“My vision is to create a world I want to live in.” — Peter Bregman
Peter Bregman, founder of the Bregman Leadership Institute said this at a recent (and amazing) leadership program.
While his vision deeply resonated with me on a personal level, I also found myself thinking about what a great message it would be when applied to the workplace.
Creating a workplace people would love
What if every employee in every organization consciously acted in ways that embodied the kind of workplace they would love to work in? What if they intentionally treated their colleagues in ways that helped create the kind of workplace they would love to work in?”
Now let’s personalize this.
What if YOU did that?
What if you started each day with the intention of bringing your best self to work and consciously modeled the kinds of behaviors and ways of interacting that you would love to see in others where you work?
Would you be willing to do that?
If you want a more positive, respectful, human-friendly workplace, you don’t have to be the CEO of your company to help make that happen.
You can “Be The Change”
Think about simple Moments of Truth that shape how enjoyable it is to work where you do. These include:
- How people treat each other when they disagree.
- How people respond to feedback, especially from peers or subordinates.
- How people treat those in the organization with less power.
- Whether people take their commitments seriously.

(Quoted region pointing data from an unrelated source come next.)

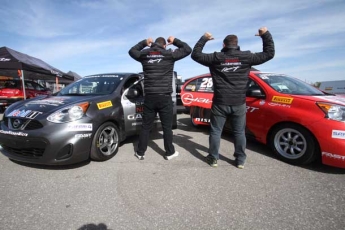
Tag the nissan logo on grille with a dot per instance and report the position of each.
(17, 123)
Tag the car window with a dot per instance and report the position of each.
(202, 84)
(29, 85)
(10, 84)
(95, 85)
(288, 85)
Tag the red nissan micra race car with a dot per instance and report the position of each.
(298, 121)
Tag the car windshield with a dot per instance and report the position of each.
(288, 85)
(10, 84)
(93, 85)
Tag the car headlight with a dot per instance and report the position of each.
(68, 114)
(333, 111)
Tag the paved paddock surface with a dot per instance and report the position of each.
(184, 193)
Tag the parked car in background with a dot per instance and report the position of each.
(87, 119)
(11, 90)
(299, 122)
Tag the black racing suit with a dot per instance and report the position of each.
(158, 67)
(229, 69)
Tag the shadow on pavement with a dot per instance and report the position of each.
(52, 167)
(100, 226)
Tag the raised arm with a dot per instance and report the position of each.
(198, 56)
(134, 52)
(268, 49)
(183, 48)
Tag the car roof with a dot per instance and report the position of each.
(113, 73)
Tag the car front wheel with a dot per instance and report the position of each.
(105, 143)
(294, 144)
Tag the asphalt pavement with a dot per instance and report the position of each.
(183, 193)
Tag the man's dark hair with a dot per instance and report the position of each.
(231, 41)
(161, 41)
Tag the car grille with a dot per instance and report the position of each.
(24, 124)
(29, 152)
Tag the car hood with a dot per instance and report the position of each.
(325, 98)
(46, 104)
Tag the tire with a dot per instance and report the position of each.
(294, 144)
(105, 143)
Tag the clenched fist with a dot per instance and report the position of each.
(262, 30)
(208, 36)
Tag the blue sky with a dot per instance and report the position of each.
(89, 37)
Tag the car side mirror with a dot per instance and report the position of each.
(132, 93)
(256, 92)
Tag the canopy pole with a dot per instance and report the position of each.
(57, 84)
(23, 83)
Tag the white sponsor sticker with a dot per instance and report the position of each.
(83, 135)
(80, 127)
(333, 156)
(338, 134)
(14, 133)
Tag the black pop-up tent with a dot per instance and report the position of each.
(16, 64)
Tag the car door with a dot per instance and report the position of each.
(256, 109)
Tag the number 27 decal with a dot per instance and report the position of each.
(206, 83)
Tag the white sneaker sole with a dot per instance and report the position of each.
(171, 156)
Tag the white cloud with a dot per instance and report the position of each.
(89, 36)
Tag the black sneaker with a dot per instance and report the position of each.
(211, 161)
(171, 156)
(139, 157)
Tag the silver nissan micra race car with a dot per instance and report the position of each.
(85, 120)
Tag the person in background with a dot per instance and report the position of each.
(158, 66)
(229, 69)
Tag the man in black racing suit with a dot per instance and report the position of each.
(229, 69)
(158, 66)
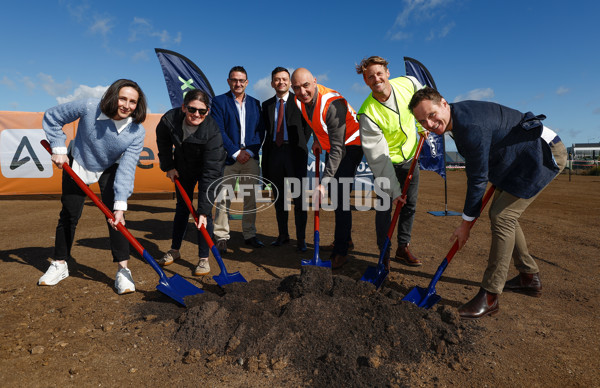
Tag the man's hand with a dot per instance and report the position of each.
(119, 219)
(461, 234)
(399, 199)
(202, 221)
(243, 157)
(172, 174)
(316, 148)
(59, 159)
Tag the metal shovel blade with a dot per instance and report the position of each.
(422, 297)
(177, 288)
(316, 260)
(376, 275)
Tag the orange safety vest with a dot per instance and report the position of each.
(325, 97)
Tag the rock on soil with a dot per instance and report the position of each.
(332, 330)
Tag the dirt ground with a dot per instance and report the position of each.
(300, 326)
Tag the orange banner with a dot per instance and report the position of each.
(26, 167)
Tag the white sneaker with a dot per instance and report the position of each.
(54, 274)
(169, 257)
(203, 268)
(124, 282)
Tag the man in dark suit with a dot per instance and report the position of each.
(520, 156)
(285, 153)
(239, 118)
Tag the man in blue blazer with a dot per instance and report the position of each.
(520, 156)
(239, 118)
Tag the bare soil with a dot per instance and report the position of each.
(301, 326)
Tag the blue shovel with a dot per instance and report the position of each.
(174, 287)
(426, 297)
(378, 274)
(224, 277)
(316, 260)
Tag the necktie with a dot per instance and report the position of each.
(279, 133)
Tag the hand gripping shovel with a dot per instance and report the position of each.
(377, 274)
(426, 297)
(316, 260)
(224, 277)
(174, 287)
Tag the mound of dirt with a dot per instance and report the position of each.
(330, 329)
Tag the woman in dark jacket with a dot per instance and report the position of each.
(190, 147)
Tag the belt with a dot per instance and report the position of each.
(554, 141)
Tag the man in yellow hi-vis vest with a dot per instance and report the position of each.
(388, 136)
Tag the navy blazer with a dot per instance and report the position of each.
(298, 135)
(503, 146)
(225, 113)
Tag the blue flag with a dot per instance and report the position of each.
(181, 76)
(432, 156)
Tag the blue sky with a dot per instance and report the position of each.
(536, 55)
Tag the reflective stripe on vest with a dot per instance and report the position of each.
(324, 99)
(399, 128)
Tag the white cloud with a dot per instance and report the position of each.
(361, 87)
(29, 84)
(140, 56)
(262, 89)
(476, 94)
(416, 13)
(140, 28)
(101, 26)
(83, 92)
(52, 87)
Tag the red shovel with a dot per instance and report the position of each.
(224, 277)
(316, 260)
(377, 275)
(175, 287)
(427, 297)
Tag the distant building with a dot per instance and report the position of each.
(585, 151)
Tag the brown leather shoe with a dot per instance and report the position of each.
(386, 261)
(337, 260)
(404, 256)
(525, 283)
(484, 303)
(329, 247)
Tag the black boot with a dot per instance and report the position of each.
(484, 303)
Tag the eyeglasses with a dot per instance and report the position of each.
(193, 110)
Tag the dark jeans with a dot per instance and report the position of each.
(283, 165)
(73, 199)
(383, 218)
(182, 215)
(343, 218)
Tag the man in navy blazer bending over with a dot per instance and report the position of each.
(520, 156)
(239, 118)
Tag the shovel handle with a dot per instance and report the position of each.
(120, 227)
(484, 202)
(188, 202)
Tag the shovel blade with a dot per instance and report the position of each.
(375, 275)
(225, 278)
(177, 288)
(422, 297)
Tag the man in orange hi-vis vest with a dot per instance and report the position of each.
(335, 130)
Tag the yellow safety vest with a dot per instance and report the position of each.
(399, 128)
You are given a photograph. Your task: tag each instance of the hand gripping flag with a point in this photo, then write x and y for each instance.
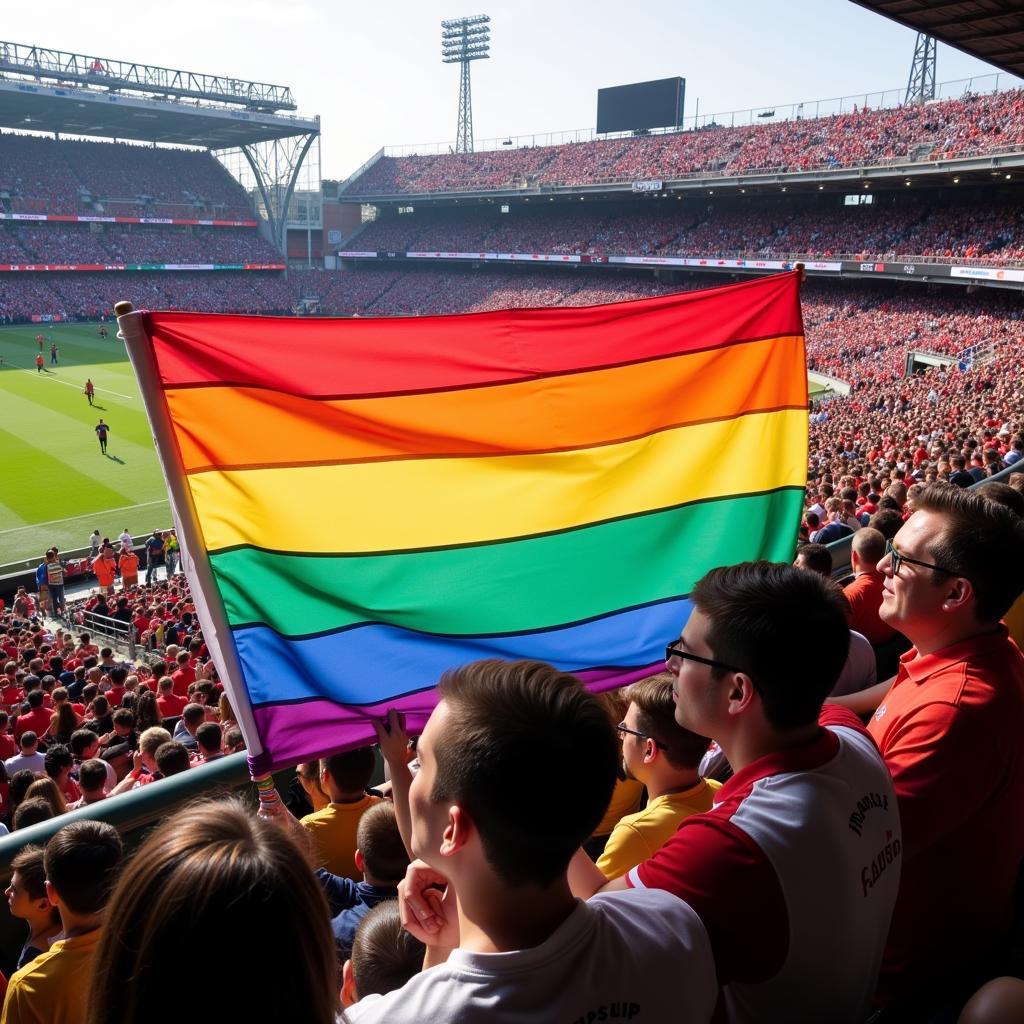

- Whether people are willing to hold each other accountable for keeping their commitments and delivering what they promised when they promised.
- Whether people return emails and voice mails in a timely manner…or at all
- How people deal with a bad day; whether they take it out on others, or, do their best to not let it spill over into their interactions.
These are just a few of the many Moments of Truth that influence the emotional climate of a workplace. Think about some of the other Moments of Truth that affect how happy you are at work. Then, reflect on how you would love to see people act and treat each other when these occur.
This can be your guide, your “Lead by Example Personal Development Program.”
The kind of workplace I would love to work in
When I think of my own experiences as an employee, I remember how frustrating and distressing it often was to see how people treated each other — especially those in subordinate positions.
Based on my experiences, here is part of my list of “Here’s the Kind of Place I Would Love to Work At.” You can use this to jump-start your own list of what qualities and behaviors you would like to see more of, so that you can become more intentional about modeling them.
Here’s my partial list:
- When people are upset about something, they don’t use sarcasm, passive-aggressive behavior, or other toxic behavior to express their displeasure. They talk directly with the person about it, and they do so in a respectful way. They also truly try to understand the other’s point of view.
- Managers are not careless with their position of power. They don’t take liberties with people with less power, including talking to them in a condescending tone of voice or saying things they would never dare say to THEIR boss.
- Everybody recognizes that providing great internal customer service is not only critical to the success of the organization, but also the only honorable thing to do.
- Managers at all levels respect employees as human beings who have a right to have a personal life, not as machines whose only value is the output they create.
- Managers truly demonstrate a Servant Leader mindset vs. a User’s Mindset. In other words, they aren’t only focused on extracting the most out of their employees, but they focus on how they can help their employees perform at their best. They also clearly have their employees’ best interests at heart.
- Employees treat their manager and their employer as valuable clients, and try to provide as much value as possible to them.
- Every employee, from frontline to the most senior leader, has a small business owner’s mentality. No task is beneath them or not in their job description. They demonstrate initiative and a willingness to go the extra mile, and are always focused on how they can provide more value.
Now, it’s your turn
Whether you write out your list or just do it mentally, don’t just think about this, do something with it. Then practice asking yourself, “How can I model the qualities and behaviors I would love to see more of in my organization?”
Then, look for opportunities to do just that. Look for opportunities to Be the Change.
After you’ve done this for a while and have walked your talk, share with others what you’ve been doing an invite them to examine how they can help create a workplace that they too would love to work in.